The flow occurrence probability storage unit stores the probability of occurrence of a plurality of different temporary flows from each other,
A state transition probability calculation unit calculates a state transition probability that is a probability of transitioning to each state when the autonomous mobile robot in each state takes each action and moves for the action unit time in a predetermined flow. A state transition probability calculation step to be calculated;
The collision determination unit collides with an obstacle when the autonomous mobile robot in each state moves based on each action under the predetermined flow and each temporary flow. A collision determination step for determining whether or not
The collision probability calculation unit reads from the flow generation probability storage unit and adds the probability that a temporary flow determined to collide with an obstacle is added. A collision probability calculation step for calculating the collision probability of colliding with an obstacle when moving based on
Each reward determination unit has the highest reward when the transition destination state includes the arrival position, and when the transition destination state does not include the arrival position, the reward increases as the collision probability decreases.
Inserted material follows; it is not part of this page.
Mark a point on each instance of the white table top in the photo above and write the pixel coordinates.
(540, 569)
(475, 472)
A reward determination step for determining a reward obtained when the autonomous mobile robot in a state takes each action and transitions to each state;
The dynamic planning unit obtains, for each state, an index indicating the ease of reaching the reaching position of the autonomous mobile robot based on the dynamic programming method in the Markov decision process using the state transition probability and the reward. A dynamic planning step;
Planning method for autonomous mobile robots.

The operation planning method for an autonomous mobile robot according to claim 4,
In the collision determination step, when it is determined that a certain temporary flow collides with an obstacle, a temporary flow that has the same direction and a high speed as the temporary flow also collides with the obstacle. An autonomous mobile robot motion planning method, characterized in that it is determined that the flow is slow.

Based on the motion plan determined by the motion planning method of the autonomous mobile robot according to claim 4 or 5, the behavior is performed for each behavior unit time in a space filled with a fluid having an indefinite flow velocity and in which an obstacle is arranged. In an autonomous mobile robot operation control method for controlling an autonomous mobile robot that repeats the movement of the above behavior unit time based on the behavior to reach the arrival position from the departure position,
A flow rate difference acquisition unit for obtaining a flow rate difference that is a difference between the predetermined flow and an actual measurement value of the flow rate;
A transition destination prediction step in which the transition destination prediction unit obtains the state of the transition destination when the autonomous mobile robot takes each action by moving the position of the autonomous mobile robot by the amount of the flow velocity difference;
An action determination unit that compares the indicators for the state of the transition destination obtained by the transition destination prediction unit with each other and determines an action that is most likely to reach the arrival position;
A control unit that controls the autonomous mobile robot such that the autonomous mobile robot moves according to the determined behavior;
Control method of autonomous mobile robot including

An autonomous mobile robot motion planning program for causing a computer to execute the autonomous mobile robot motion planning device according to claim 1.

The computer-readable recording medium which recorded the operation plan program of the autonomous mobile robot of Claim 7.